Ontario Court Awards More Than $107M to Families Over Deadly Flight 752 Shootdown

Ontario Court Awards More Than $107M to Families Over Deadly Flight 752 Shootdown
Rescue workers search the scene where a Ukrainian plane crashed in Shahedshahr, southwest of the capital Tehran, Iran, on January 8, 2020. (The Canadian Press, Ebrahim Noroozi)
The Canadian Press
1/3/2022
Updated:
1/3/2022

OTTAWA—An Ontario court has awarded more than $107 million to families of six victims of the Iranian military’s downing of a passenger jet two years ago.

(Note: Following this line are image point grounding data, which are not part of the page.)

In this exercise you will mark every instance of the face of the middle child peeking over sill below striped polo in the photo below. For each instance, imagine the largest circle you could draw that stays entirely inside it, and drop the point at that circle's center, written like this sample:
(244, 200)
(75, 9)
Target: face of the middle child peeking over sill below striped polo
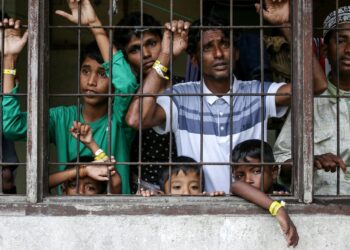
(183, 184)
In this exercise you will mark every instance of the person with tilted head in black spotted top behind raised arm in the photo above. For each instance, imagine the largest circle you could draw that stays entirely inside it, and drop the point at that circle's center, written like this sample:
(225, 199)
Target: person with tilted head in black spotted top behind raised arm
(144, 45)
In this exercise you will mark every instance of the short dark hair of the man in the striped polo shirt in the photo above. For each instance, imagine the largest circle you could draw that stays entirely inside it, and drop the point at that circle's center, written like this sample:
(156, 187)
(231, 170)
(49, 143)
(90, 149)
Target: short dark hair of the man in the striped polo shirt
(194, 35)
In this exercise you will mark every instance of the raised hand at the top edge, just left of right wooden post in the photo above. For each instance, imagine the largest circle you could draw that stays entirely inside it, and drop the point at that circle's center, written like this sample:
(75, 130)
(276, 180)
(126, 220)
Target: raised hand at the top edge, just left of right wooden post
(276, 12)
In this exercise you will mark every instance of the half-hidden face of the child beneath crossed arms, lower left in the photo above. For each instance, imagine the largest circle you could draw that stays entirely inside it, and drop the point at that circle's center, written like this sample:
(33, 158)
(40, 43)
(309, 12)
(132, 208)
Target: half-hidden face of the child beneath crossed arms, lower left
(87, 186)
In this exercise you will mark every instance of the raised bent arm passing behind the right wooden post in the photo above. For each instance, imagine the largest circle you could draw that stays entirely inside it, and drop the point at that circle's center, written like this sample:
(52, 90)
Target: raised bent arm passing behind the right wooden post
(277, 12)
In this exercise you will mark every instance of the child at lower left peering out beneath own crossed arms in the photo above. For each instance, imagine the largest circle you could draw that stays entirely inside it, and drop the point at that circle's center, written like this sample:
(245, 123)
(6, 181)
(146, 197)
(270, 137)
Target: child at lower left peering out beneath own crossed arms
(93, 179)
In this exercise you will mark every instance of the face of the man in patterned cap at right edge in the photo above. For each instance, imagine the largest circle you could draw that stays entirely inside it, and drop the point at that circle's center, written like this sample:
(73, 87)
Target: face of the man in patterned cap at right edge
(343, 49)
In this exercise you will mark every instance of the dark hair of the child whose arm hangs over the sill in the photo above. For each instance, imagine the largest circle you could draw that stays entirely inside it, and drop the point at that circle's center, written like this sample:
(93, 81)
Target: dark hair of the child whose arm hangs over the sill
(252, 148)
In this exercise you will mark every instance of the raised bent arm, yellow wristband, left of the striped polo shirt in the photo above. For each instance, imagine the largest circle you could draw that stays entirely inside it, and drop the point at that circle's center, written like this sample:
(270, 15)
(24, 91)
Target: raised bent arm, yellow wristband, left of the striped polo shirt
(152, 114)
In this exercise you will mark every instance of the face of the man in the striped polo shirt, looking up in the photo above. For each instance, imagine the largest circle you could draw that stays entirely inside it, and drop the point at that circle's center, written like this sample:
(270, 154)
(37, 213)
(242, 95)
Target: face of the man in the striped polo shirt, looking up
(216, 55)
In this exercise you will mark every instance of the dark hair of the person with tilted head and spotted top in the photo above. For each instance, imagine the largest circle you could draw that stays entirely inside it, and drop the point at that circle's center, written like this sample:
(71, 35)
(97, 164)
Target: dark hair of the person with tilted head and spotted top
(122, 36)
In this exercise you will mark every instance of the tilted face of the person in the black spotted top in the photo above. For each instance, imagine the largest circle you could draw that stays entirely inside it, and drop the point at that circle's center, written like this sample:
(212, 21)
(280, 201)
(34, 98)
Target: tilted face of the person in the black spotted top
(151, 51)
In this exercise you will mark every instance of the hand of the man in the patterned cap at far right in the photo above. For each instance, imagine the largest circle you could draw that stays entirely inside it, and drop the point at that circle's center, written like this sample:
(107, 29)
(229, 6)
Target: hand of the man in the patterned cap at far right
(329, 162)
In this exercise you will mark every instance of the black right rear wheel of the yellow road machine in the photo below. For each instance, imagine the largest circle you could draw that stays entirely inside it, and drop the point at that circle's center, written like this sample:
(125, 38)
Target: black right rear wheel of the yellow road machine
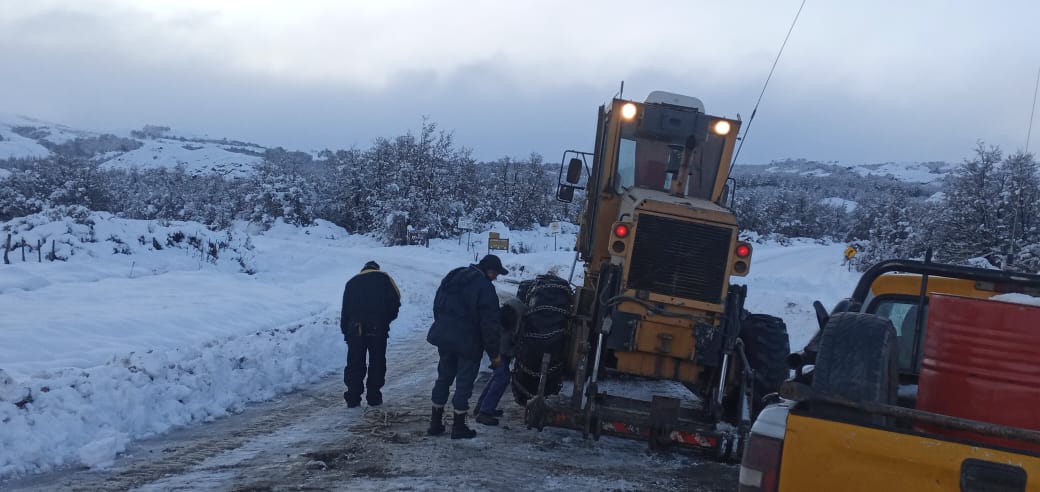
(767, 346)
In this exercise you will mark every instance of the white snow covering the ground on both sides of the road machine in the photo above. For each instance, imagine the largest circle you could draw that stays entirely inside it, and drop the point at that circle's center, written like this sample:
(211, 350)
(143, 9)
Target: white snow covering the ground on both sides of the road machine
(125, 341)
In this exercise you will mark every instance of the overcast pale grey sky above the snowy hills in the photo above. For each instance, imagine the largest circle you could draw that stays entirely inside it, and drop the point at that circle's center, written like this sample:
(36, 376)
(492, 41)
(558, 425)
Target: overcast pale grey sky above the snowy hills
(861, 82)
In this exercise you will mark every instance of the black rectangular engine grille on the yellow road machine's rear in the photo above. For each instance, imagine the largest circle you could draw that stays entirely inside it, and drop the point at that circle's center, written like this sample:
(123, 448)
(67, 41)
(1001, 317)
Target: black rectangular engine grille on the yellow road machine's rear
(680, 258)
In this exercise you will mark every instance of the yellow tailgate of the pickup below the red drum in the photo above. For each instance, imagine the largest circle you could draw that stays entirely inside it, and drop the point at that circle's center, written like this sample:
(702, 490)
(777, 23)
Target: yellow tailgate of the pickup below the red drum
(826, 455)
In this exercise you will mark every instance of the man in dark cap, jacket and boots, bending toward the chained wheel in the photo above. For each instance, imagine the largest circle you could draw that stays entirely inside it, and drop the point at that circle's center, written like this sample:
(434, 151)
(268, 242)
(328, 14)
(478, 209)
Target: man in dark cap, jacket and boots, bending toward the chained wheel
(466, 324)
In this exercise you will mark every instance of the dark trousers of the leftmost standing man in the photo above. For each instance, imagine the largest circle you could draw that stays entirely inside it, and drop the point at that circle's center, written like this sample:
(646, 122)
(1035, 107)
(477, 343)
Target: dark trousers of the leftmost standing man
(354, 375)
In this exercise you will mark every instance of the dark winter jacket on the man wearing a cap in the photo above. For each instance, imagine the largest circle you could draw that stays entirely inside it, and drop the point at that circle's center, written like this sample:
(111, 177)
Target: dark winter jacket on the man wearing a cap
(466, 315)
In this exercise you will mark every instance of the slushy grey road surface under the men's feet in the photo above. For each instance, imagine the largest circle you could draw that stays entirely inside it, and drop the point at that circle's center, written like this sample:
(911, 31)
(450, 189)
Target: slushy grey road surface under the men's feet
(309, 441)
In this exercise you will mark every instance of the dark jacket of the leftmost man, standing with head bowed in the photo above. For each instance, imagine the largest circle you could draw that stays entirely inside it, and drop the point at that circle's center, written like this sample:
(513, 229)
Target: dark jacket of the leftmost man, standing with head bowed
(371, 302)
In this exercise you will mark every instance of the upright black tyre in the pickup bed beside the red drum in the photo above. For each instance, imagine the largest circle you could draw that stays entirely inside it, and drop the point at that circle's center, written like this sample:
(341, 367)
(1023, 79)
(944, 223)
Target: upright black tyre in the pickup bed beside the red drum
(857, 361)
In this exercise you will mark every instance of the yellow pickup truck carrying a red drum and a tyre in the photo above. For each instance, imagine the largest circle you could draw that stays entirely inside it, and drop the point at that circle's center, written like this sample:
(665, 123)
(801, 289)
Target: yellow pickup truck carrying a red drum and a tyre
(885, 399)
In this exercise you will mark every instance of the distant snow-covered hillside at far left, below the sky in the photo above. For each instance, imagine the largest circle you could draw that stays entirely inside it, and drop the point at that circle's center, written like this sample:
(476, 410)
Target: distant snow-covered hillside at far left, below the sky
(149, 148)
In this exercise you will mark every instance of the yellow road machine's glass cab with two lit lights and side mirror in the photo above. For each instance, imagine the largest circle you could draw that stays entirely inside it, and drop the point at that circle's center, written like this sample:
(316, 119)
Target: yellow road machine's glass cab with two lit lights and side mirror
(667, 146)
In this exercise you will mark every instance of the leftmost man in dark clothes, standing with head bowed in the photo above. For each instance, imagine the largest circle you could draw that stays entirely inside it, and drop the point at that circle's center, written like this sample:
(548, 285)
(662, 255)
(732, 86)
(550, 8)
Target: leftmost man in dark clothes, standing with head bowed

The decision made public Monday follows a May ruling that the missile strikes amounted to an intentional act of terrorism, paving the way for relatives of those killed to seek compensation from Iran.

In the 2021 decision, Ontario Superior Court Justice Edward Belobaba found on a balance of probabilities that the missiles that shot down Ukraine International Airlines Flight 752 on Jan. 8, 2020, were fired deliberately at a time when there was no armed conflict in the area.

As a result, he found it constituted an act of terrorism that would invalidate Iran’s immunity against civil litigation.

While the State Immunity Act protects foreign states from legal claims, the Justice for Victims of Terrorism Act provides an exception in cases where the losses are caused by terrorist activity.

More than 100 of the 176 people killed in the plane crash had ties to Canada, including 55 Canadian citizens and 30 permanent residents.

“This court well understands that damage awards are a poor substitute for the lives that were lost,” Belobaba said in the latest ruling, dated Dec. 31. “But a monetary award is the only remedy that a civil court can provide.”

Belobaba awarded $7 million in compensatory damages and $100 million in punitive damages, plus interest, to the family members who went to court.

It was not immediately clear how the money might be collected from Iran.

Family members and their lawyers, Mark Arnold and Jonah Arnold, plan to discuss the court decision at a news conference Tuesday.

A statement from the lawyers Monday called the damages decision “unprecedented in Canadian law.”

In the decision, Belobaba said he was satisfied the awards are “just and appropriate and accord with the applicable law.” But he welcomed the possibility of appellate review, if only to affirm the appropriate framework for analysis of the case.